Doch was wird das Wahl-Ergebnis für die Aktienmärkte bedeuten? Bei dieser Frage sind die Analysten sich weit weniger einig. Laut dem US-Nachrichtendienst CNBC erwartet die Hälfte von 20 befragten Analysten, dass die Märkte im ersten Monat nach einem potenziellen Sieg Bidens fallen werden und nur fünf erwarten eine Rally. Vier erwarten eine Seitwärtsbewegung und einer hat keine Prognose abgegeben.

Bidens möglicher Sieg könnte negative Auswirkungen auf die Aktienmarktentwicklung haben, da davon auszugehen ist, dass die unter Trump vorgenommenen massiven Steuersenkungen für Unternehmen und Vermögende wieder rückgängig gemacht werden und sogar noch erhöht werden. Dies wird den wenigsten Investoren gefallen, da ein erhöhter Steuersatz direkt auf die Gewinne der Unternehmen drückt, die im Zuge der De-Globalisierung, die auch durch Trump und den Handelskrieg ausgelöst wurde, wieder verstärkt auf heimischen Boden produzieren und arbeiten und somit auch in Amerika mehr Steuern zahlen.

Positive Indikatoren könnten hingegen sein, dass Biden – anders als Trump – die Corona-Krise wesentlich effizienter angehen dürfte und durch seine ohnehin geplante Stärkung des Healthcare Systems „Obamacare“, welches von Trump fast vollständig rückgängig gemacht wurde, Amerika auf dieser Ebene am Ende gestärkt aus der Krise hervorgehen lassen könnte.
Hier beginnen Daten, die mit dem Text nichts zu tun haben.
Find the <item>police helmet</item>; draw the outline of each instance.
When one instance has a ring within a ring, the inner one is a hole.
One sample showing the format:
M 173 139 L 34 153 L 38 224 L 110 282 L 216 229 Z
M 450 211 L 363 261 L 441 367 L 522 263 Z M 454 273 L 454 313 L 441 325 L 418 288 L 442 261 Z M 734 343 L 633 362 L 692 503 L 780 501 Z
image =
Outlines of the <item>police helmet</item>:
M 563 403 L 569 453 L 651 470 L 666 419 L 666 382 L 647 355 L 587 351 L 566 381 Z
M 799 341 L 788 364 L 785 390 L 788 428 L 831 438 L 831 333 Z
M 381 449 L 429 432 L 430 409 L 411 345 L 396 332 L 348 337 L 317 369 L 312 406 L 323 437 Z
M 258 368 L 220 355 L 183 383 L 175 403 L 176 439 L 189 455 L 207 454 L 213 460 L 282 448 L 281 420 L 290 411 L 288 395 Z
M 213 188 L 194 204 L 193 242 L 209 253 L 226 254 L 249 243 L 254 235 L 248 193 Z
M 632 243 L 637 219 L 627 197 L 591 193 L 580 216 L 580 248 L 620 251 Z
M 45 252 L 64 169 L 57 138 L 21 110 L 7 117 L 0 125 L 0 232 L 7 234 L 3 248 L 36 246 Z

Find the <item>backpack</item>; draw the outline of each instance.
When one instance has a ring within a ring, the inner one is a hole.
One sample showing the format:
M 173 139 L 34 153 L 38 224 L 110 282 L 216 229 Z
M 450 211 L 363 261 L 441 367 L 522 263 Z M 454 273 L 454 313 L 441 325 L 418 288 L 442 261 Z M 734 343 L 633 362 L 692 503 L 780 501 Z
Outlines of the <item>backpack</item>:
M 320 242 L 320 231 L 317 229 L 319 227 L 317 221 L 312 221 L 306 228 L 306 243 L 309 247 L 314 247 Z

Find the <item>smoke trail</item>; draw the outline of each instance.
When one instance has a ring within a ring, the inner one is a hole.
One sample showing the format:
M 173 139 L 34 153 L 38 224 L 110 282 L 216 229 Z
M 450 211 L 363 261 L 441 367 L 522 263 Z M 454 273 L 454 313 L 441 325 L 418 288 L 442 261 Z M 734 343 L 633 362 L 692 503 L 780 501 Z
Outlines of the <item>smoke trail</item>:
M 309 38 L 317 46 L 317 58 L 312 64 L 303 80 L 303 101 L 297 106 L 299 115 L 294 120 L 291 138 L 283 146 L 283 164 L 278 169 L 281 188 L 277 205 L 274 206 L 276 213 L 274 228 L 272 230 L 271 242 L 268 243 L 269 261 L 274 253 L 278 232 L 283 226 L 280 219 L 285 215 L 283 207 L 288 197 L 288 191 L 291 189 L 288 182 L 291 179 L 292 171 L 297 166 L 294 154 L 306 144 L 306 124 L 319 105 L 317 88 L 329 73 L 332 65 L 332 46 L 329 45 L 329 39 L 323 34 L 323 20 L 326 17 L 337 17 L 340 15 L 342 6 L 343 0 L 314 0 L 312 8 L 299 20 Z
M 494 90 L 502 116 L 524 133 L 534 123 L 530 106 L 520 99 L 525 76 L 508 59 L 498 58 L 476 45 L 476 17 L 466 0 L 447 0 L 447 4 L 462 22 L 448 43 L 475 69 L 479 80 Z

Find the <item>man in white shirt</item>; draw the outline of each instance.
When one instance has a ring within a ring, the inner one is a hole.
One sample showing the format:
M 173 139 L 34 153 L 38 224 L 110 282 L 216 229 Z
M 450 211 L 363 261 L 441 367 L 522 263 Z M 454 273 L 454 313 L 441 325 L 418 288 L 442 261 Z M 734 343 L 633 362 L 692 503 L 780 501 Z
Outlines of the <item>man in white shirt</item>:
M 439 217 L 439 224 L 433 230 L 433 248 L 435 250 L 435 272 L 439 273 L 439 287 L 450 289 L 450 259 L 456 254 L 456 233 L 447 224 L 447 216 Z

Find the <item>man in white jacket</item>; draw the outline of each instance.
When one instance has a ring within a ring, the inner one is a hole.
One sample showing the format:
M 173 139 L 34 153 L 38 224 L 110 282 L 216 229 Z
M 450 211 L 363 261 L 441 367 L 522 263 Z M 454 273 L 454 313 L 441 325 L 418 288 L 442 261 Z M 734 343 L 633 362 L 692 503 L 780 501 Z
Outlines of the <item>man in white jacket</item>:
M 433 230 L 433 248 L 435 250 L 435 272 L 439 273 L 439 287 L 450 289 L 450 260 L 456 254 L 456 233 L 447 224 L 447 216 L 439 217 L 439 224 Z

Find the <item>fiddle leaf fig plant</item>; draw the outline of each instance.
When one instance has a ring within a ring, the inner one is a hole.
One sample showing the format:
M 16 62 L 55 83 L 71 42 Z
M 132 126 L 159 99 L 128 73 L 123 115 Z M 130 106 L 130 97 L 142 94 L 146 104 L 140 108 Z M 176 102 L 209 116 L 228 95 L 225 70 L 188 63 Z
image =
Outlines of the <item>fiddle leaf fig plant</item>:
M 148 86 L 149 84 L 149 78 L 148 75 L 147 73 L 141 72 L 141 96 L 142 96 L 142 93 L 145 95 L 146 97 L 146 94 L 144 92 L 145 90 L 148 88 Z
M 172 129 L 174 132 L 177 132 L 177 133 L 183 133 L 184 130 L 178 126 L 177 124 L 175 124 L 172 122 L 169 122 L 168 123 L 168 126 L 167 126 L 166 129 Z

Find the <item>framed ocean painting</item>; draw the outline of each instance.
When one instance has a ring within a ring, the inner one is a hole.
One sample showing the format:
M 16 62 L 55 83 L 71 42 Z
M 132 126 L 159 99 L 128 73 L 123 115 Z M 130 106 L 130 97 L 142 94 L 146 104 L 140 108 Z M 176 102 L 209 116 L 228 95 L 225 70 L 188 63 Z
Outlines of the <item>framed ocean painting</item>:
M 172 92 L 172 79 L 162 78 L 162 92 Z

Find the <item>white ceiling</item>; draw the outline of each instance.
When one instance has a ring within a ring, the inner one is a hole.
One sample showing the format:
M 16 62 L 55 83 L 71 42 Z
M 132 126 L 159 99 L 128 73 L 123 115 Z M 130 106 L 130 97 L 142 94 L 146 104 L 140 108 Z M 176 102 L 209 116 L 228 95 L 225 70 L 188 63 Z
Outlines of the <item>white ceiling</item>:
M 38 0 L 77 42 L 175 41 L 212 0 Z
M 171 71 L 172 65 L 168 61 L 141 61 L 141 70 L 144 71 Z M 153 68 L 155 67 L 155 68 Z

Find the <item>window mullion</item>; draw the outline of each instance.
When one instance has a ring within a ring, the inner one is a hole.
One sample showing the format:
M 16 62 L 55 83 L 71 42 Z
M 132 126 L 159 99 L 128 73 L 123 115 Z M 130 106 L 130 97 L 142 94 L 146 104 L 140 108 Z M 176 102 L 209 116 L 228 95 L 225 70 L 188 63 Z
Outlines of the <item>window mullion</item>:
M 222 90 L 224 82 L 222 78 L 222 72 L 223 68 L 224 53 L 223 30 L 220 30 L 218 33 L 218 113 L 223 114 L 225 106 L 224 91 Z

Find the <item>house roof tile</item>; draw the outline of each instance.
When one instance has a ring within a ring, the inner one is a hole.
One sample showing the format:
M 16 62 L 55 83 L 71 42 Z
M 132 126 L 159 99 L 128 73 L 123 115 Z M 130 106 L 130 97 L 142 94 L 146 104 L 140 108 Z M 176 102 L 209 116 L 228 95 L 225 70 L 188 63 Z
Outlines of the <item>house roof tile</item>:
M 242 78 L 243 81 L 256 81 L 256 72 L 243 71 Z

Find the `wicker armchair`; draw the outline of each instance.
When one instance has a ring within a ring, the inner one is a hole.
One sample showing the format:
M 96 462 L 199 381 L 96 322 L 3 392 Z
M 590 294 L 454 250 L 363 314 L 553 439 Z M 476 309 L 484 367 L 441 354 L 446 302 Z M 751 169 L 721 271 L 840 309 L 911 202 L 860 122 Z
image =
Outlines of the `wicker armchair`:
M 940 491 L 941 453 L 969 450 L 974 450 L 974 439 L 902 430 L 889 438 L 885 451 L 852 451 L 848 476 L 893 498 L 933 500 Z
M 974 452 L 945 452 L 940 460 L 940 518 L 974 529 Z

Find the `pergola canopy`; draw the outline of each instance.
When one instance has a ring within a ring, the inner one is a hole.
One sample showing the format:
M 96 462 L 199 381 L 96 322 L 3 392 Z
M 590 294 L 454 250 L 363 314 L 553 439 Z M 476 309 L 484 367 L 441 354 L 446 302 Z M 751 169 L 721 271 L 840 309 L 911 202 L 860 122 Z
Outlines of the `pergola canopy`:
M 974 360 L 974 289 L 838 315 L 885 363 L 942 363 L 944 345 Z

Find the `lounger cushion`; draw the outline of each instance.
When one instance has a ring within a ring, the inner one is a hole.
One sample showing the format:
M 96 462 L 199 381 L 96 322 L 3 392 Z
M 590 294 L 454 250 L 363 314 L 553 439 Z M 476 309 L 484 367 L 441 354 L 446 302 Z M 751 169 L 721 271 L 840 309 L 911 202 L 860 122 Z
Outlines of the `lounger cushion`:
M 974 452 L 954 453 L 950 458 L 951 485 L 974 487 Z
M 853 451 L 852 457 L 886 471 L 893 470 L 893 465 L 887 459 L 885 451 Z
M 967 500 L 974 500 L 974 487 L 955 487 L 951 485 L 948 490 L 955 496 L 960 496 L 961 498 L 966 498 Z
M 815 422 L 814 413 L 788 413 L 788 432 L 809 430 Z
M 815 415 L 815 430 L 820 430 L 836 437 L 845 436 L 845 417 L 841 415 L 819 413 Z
Doch dies ist mit erheblichen Kosten verbunden und kann entsprechend auch für lange Zeit ein Stimmungskiller an den Börsen sein. Auch in Sachen Wandel hin zu Erneuerbaren Energien will Biden angreifen – Ein Projekt mit vielen Risiken, aber auch mit erheblichen Wachstumschancen für die Wirtschaft, ähnlich wie es in Deutschland mit der ausgerufenen Wasserstoff-Strategie der Fall ist.

In Sachen Handelsstreit wird es im Falle eines Biden-Sieges wahrscheinlich wieder eine Annäherung mit Europa geben. Der Kampf mit China um die wirtschaftliche Vorherrschaft wird sich allenfalls in Form einer gesitteteren Kommunikation verändern, im Kern aber genauso weiter gehen. Auch hier bleiben die Gefahren durch eine weitere Eskalation bestehen, auch wenn sie durch Biden weniger unberechenbar – beispielsweise durch einen einzelnen Tweet – ausgelöst werden dürften.

Unabhängig vom Ausgang der Wahl bleibt ohnehin die hohe Bewertung an den Märkten und das künstliche, durch die Notenbanken geschaffene Umfeld das größte Risiko, da es die weitere Entwicklung der Kurse so unberechenbar macht.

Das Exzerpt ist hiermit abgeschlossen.